О да! И в одиночестве ощущаем мы всего острей, как небесное дуновение живит святой огонь в душе нашей. Сожаление о дурном поступке, страх, отвращающий нас от зла, которое мы вознамерились содеять, тоска по утраченной невинности, пресыщенность жалкими усладами порока, горькая оскомина, оставшаяся от преступных наслаждений, милые образы детства, память об отцовских наставлениях… а более всего вы, дорогие сердцу воспоминания о матери, державшей нас на руках, — что вы такое, мысли, посещающие нас в часы одиночества? О, что вы такое, если не оживающая вспышка, не воскресающее сиянье неугасимого небесного света — света Добра, который господь вложил нам в душу?

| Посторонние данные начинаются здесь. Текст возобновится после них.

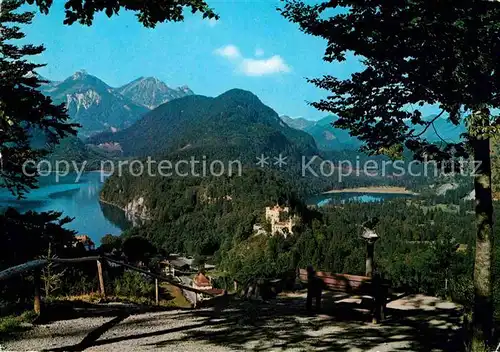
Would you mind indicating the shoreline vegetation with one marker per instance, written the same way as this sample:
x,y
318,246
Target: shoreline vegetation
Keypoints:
x,y
374,190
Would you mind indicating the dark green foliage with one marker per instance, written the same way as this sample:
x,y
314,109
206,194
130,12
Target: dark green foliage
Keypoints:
x,y
27,236
138,248
93,104
149,13
134,284
110,243
22,106
417,53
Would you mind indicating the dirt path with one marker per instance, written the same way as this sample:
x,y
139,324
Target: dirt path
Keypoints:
x,y
416,323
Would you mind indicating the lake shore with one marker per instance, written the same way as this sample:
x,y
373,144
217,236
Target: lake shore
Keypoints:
x,y
374,190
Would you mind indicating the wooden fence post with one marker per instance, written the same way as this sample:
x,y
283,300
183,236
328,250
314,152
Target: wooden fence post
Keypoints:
x,y
156,292
37,304
101,278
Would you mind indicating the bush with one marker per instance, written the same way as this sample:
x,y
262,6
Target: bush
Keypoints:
x,y
133,284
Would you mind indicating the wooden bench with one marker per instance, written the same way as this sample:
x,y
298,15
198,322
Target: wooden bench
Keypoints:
x,y
350,284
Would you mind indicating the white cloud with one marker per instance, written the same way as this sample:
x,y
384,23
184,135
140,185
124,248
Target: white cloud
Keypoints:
x,y
229,52
253,67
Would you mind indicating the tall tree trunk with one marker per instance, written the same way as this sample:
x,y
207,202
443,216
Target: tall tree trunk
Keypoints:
x,y
483,306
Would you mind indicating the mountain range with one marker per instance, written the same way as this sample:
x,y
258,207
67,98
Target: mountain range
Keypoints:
x,y
99,107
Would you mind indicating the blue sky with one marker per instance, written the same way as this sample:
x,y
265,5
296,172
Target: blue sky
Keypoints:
x,y
251,47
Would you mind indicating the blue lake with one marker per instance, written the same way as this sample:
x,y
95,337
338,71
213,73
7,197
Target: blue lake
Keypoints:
x,y
346,197
78,200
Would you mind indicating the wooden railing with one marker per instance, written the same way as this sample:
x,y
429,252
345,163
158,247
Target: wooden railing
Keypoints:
x,y
37,265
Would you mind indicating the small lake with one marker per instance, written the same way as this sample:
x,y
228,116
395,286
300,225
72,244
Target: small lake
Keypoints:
x,y
346,197
78,200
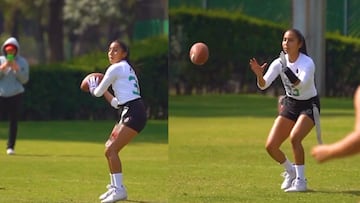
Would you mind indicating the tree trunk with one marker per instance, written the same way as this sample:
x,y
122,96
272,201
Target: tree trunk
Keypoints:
x,y
55,30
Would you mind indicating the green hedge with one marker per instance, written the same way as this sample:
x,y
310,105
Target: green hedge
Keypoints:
x,y
233,39
53,90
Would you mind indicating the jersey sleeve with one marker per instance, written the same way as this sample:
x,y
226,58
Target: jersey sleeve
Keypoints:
x,y
306,74
271,74
108,79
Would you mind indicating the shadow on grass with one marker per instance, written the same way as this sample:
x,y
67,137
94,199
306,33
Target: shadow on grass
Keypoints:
x,y
140,201
349,192
57,155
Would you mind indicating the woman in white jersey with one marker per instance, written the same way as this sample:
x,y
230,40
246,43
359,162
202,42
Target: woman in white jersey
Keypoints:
x,y
122,78
295,119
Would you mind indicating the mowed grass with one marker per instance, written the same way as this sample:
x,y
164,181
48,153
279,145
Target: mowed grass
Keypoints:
x,y
63,162
217,154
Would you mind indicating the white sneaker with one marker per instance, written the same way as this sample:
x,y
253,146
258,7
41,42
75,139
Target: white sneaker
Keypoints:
x,y
288,179
10,151
299,185
107,193
116,195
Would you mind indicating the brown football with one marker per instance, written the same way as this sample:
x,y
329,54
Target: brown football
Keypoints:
x,y
199,53
84,83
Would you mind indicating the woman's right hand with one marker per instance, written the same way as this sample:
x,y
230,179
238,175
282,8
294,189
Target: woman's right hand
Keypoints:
x,y
256,68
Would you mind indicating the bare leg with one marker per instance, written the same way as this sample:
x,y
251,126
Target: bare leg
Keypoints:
x,y
278,134
124,136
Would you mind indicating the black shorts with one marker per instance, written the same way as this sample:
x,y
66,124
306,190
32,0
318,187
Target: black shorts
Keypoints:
x,y
293,108
133,114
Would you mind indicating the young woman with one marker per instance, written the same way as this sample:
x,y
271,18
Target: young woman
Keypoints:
x,y
295,119
14,73
123,80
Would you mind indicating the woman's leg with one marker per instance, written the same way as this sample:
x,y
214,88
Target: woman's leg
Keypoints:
x,y
278,134
123,135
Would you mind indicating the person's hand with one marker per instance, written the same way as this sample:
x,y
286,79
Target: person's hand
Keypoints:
x,y
93,83
321,153
256,68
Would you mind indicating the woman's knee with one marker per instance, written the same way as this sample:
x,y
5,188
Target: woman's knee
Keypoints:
x,y
110,152
271,147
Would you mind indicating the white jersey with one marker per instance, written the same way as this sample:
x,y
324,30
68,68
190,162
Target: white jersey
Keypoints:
x,y
122,78
303,68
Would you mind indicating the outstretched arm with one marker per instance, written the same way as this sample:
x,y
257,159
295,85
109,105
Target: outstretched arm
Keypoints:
x,y
347,146
111,99
259,71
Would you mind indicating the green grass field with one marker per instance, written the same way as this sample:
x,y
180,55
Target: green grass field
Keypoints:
x,y
217,154
63,162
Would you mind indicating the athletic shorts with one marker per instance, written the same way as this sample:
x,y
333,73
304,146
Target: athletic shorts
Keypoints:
x,y
292,108
133,114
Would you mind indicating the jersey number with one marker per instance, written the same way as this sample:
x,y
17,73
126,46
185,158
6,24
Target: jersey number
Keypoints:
x,y
293,91
136,85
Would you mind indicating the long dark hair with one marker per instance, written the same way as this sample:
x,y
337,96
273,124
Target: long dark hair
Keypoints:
x,y
301,38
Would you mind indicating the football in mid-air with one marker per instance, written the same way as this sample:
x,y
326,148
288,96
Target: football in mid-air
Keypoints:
x,y
199,53
84,86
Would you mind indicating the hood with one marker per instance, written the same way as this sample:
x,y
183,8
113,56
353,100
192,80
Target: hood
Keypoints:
x,y
13,41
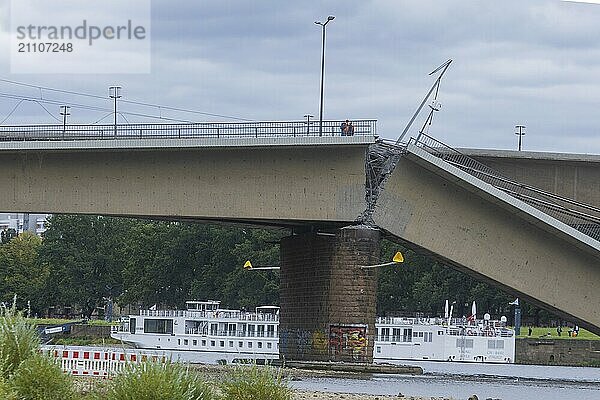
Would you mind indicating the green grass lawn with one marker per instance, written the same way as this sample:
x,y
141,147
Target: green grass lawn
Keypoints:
x,y
538,332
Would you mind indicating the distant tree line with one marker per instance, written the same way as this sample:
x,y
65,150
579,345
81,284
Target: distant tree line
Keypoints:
x,y
84,260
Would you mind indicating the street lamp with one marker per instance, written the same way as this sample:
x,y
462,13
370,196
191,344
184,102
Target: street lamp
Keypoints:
x,y
114,92
64,111
323,25
308,117
521,128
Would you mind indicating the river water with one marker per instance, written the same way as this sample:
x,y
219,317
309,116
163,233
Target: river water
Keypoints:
x,y
461,380
444,379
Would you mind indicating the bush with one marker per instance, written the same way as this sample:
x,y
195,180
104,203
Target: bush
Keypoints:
x,y
156,381
6,392
19,340
255,383
39,377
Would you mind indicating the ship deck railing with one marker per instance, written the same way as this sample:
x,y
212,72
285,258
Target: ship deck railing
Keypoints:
x,y
204,332
197,314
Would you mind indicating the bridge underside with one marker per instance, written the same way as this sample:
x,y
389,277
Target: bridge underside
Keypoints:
x,y
318,185
469,230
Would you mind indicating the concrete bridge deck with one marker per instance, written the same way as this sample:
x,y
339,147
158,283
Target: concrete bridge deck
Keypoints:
x,y
287,179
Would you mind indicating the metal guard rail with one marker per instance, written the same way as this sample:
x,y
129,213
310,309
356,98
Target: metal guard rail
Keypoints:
x,y
561,208
362,127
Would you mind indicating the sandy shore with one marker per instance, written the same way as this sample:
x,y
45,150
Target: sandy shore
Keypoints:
x,y
305,395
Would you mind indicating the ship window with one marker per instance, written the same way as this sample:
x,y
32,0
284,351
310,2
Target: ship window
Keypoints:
x,y
158,326
407,337
385,334
466,343
231,329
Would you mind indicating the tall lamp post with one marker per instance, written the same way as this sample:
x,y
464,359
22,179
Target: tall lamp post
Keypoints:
x,y
114,92
323,25
521,133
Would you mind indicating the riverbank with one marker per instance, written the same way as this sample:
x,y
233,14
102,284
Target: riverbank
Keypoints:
x,y
305,395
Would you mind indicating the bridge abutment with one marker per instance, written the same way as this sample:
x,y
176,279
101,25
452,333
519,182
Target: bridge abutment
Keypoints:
x,y
327,301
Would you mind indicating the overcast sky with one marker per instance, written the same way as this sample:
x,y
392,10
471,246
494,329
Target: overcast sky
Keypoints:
x,y
530,62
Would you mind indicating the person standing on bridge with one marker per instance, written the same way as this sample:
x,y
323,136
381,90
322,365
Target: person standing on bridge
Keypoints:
x,y
344,128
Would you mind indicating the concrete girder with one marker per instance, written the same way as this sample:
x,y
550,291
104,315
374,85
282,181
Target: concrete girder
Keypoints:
x,y
471,230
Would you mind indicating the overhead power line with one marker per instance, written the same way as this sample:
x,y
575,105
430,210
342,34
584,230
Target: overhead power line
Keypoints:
x,y
86,107
140,103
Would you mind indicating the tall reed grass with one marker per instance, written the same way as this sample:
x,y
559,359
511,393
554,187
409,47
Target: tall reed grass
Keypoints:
x,y
156,381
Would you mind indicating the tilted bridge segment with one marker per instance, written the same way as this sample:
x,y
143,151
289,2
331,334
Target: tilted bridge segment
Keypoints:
x,y
536,244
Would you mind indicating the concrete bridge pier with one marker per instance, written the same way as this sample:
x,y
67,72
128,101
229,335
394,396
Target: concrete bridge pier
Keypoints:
x,y
327,301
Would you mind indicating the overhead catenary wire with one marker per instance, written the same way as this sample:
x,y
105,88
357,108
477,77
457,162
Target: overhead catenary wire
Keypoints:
x,y
12,111
140,103
87,107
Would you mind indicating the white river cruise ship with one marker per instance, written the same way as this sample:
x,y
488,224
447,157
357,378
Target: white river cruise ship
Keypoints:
x,y
205,328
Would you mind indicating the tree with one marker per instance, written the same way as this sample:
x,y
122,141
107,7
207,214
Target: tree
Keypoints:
x,y
84,256
21,274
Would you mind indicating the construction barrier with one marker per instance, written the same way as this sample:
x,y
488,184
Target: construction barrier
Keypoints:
x,y
101,363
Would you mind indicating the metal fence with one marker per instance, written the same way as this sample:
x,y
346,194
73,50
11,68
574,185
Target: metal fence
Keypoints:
x,y
583,217
363,127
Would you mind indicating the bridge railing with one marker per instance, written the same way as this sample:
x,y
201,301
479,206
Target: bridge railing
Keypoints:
x,y
363,127
583,217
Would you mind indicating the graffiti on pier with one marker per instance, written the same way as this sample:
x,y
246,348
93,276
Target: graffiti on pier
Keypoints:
x,y
348,342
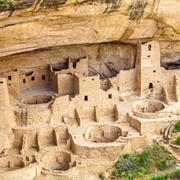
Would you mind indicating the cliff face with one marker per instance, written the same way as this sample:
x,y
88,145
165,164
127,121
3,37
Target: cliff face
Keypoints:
x,y
27,25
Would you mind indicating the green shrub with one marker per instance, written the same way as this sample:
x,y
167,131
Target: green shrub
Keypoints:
x,y
177,141
176,127
131,166
169,176
4,3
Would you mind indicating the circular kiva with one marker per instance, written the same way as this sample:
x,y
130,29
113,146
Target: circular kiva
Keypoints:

Этот человек, который позорит царственный сан священнослужителя и прелата, который пятнает митру вероучителя мерзостями вавилонского блуда и тою же дланью, коей берет чашу с кровью Христовой, дабы испить ее пред алтарем, тою же дланью сжимает кубок разврата египетского, дабы упиться им на богопротивной оргии в лупанарии, — этот человек, освященный у подножия креста на вершине Голгофы и спустившийся в низины Содома и Гоморры,{149} дабы погрузиться в кипящую смолу озера и собственными святотатственными руками сжечь святой елей, коим помазали его, когда рукоположили первосвященником распятого, этот великий преступник, закоснелый грешник не был, однако же, чудовищем: он был человеком, который погряз в пороках, ослеп от власти, которого развратило богатство, который был поражен злой проказой, в те времена произвола и вседозволенности разъедавшей власть имущих и среди духовных лиц, и среди мирян, — проказа была одна и та же. Род Борджа{150} позже явит миру примеры страшнее нашего, а ведь представители этого рода восседали на папском престоле; и в отличие от Римского собора святого Петра собор города Порто не зрел в стенах своих нового Нерона{151} или нового Гелиогабала{152} с крестом на груди, митрой — или тиарой{153} — на голове, а перед ним — распростершаяся ниц паства.